To find out what row hammering is please read this projectzero ( from Google. Unfortunately I’m extremely busy at the moment so I’ll have to follow up on this post later with code. My initial thought where that not only  the clflush instruction would be able to trigger this problem but also the non-temporal mov instructions and unlike clflush these instructions are very useful in user mode. Say if you’re decoding 4k video or running video filtering as you go these are instructions you’ll find quite useful in optimizing your code. Also the clflush instruction can only be banned in good sandboxes as google did for theirs. Unfortunately bad sandboxes and real computers remain vulnerable.

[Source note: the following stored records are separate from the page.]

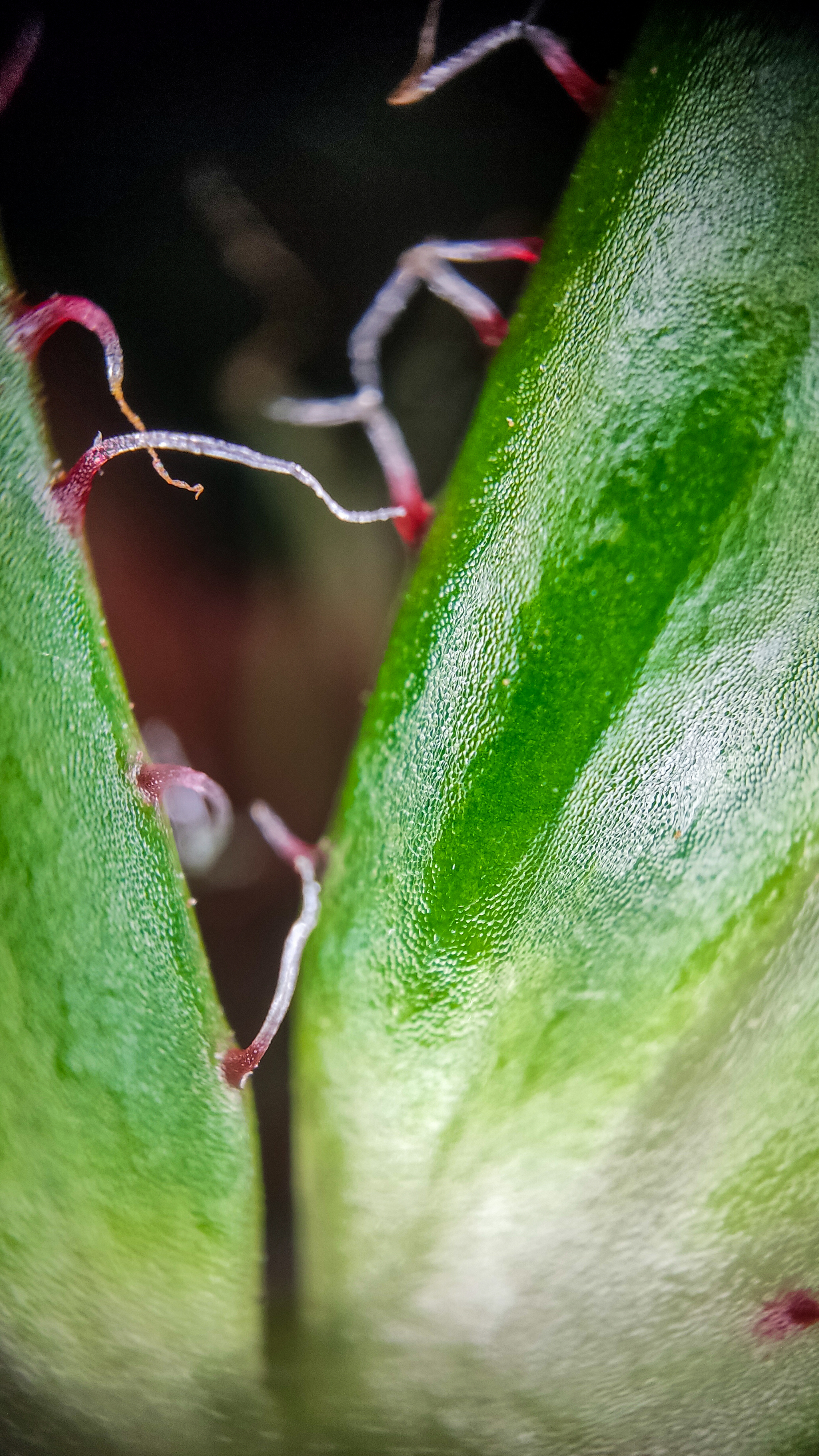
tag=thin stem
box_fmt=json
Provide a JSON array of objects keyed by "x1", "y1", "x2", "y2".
[
  {"x1": 388, "y1": 0, "x2": 606, "y2": 116},
  {"x1": 133, "y1": 757, "x2": 233, "y2": 852},
  {"x1": 12, "y1": 293, "x2": 201, "y2": 495},
  {"x1": 52, "y1": 429, "x2": 407, "y2": 531},
  {"x1": 222, "y1": 799, "x2": 321, "y2": 1088},
  {"x1": 264, "y1": 237, "x2": 541, "y2": 546}
]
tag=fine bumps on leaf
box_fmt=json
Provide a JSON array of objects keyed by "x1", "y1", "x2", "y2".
[{"x1": 296, "y1": 13, "x2": 819, "y2": 1456}]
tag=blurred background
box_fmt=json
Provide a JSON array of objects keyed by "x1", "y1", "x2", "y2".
[{"x1": 0, "y1": 0, "x2": 644, "y2": 1297}]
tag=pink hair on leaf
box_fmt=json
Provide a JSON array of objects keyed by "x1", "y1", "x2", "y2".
[
  {"x1": 51, "y1": 429, "x2": 405, "y2": 536},
  {"x1": 133, "y1": 759, "x2": 233, "y2": 840},
  {"x1": 222, "y1": 799, "x2": 324, "y2": 1088},
  {"x1": 264, "y1": 237, "x2": 541, "y2": 546},
  {"x1": 12, "y1": 293, "x2": 203, "y2": 497},
  {"x1": 388, "y1": 0, "x2": 606, "y2": 116}
]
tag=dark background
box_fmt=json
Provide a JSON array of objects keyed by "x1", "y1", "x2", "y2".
[{"x1": 0, "y1": 0, "x2": 643, "y2": 1294}]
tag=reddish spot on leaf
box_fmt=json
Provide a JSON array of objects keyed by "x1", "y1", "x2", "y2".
[{"x1": 753, "y1": 1288, "x2": 819, "y2": 1340}]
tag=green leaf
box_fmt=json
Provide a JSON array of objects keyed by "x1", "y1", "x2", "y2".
[
  {"x1": 0, "y1": 271, "x2": 270, "y2": 1456},
  {"x1": 296, "y1": 7, "x2": 819, "y2": 1456}
]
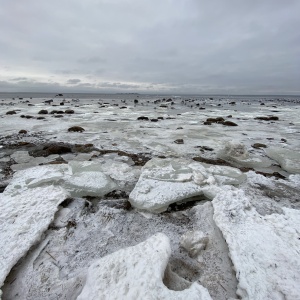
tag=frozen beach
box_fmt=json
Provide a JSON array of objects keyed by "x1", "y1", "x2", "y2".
[{"x1": 0, "y1": 93, "x2": 300, "y2": 300}]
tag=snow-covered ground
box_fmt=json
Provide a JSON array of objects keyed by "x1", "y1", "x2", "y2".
[{"x1": 0, "y1": 95, "x2": 300, "y2": 299}]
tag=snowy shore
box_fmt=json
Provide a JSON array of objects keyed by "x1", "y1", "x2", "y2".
[{"x1": 0, "y1": 95, "x2": 300, "y2": 300}]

The fix I’d like to propose is to use the performance counters in the intel cpu. Essentially they allow ring 0 code to trigger an interrupt on performance events by setting a model specific register in the CPU. Row hammer is essentially hammering away on the memory and this is bound to generate performance events. In fact it’ll light up performance counting like a Christmas tree. Such events are counted internally and are made so that an interrupt can be generated once this counter overflows. This provides a defense strategy on two levels. One the performance counting in and interrupt generation is costly time wise lowering the frequency with which the ram is being hammered. Second and most importantly it’ll give a direct pointer to the code that generated the event which can then be checked for offending instruction and behavior. Obviously the down side is that there will be a performance penalty for using performance counting to this method.

I’ve still got lots of work to do on this:
-          Write proof of concept code.
-          Figure out which performance counter is best
-          And estimate the performance cost

Performance counters are described in Intel Architecture Software Developer’s Manual, Volume 3, chapter 15.